Second. The impetus of requirement to "do something" is very troubling. Often doing nothing is a perfectly reasonable response to a problem. Indeed, the public seems content for the government do very little about problems like Syria or Iran (as it should, as I'm not sure there's very much we could effectively do in the first place). It only becomes a concern when it is OUR problem. A natural disaster occurs, somebody better be helping out. To be sure, one may concede that there are basically good Samaritan style reasons why we might want some public goods and charity dispensed in the wake of a wave of tornadoes or a hurricane, earthquake, volcano, tsunami, whatever. And while there are arguments why we might not want large scale public assistance (for example, to incentivize people to relocate to places that don't have these major disasters), we also need to acknowledge that these are otherwise desirable places for people to live (California's climate for example is excellent, coastal cities around the world are always high demand, etc) and that some measures are appropriate to protect the citizenry from the folly of such geographical stubbornness. But this is distinct from saying the government must do everything in such scenarios to assist, or, more concisely, to point out that just because a legitimate form of public goods may exist in disaster assistance, does not mean that a form of legitimate public goods or externalities also exist in some other realm of intervention and assistance. Medicare for example is distinct from the provision of public health. Same with public school monopolies and education (or hospital monopolies) or Social Security or the Post Office and so on down the line.

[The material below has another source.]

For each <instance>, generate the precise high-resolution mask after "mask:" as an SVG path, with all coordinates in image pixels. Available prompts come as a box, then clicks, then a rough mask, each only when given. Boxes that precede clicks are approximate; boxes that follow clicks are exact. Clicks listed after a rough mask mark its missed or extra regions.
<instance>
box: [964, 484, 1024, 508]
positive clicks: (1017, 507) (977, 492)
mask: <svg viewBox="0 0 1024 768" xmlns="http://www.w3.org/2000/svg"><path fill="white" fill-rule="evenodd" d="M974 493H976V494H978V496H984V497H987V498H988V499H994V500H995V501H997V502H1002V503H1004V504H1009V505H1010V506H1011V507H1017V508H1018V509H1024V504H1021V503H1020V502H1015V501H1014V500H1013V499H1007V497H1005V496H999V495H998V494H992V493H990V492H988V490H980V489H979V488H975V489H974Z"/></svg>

Finally, the reason that we have (basically) two political teams that fight and contest everything is that we (basically) have two Americas, sorted ideologically into combative teams. Both sides only claim victories not when they work together (and when they do work together, generally I am skeptical that it's beneficial anyway), but when they achieve something ideologically designed and can lord it over their enemies. The reason isn't just zero sum politics, but that the public perceives only these sorts of victories as desirable. The public wants it this way, we desire the incivility and contest. We desire the battle and the shedding of blood in our rivals; "their" defeats and "our" triumphs. We do not desire unsatisfying compromises about what kind of governance we shall appoint through reasoned debate over these mutually exclusive demands into some sort of utilitarian affected views where the public shall and shall not intervene into the private business and affairs of our countrymen to achieve stated ideological goals. Only boring policy wonks celebrate technocratic achievements of this kind. If we wanted effective conservatives, and effective liberals, we would elect them, support them, and recognize them. We do not.

We should blame ourselves and shut the hell up about these inconsistent desires for productive, effective governance and incivil electoral combat. You can't have both. This is your problem. Not the politicians.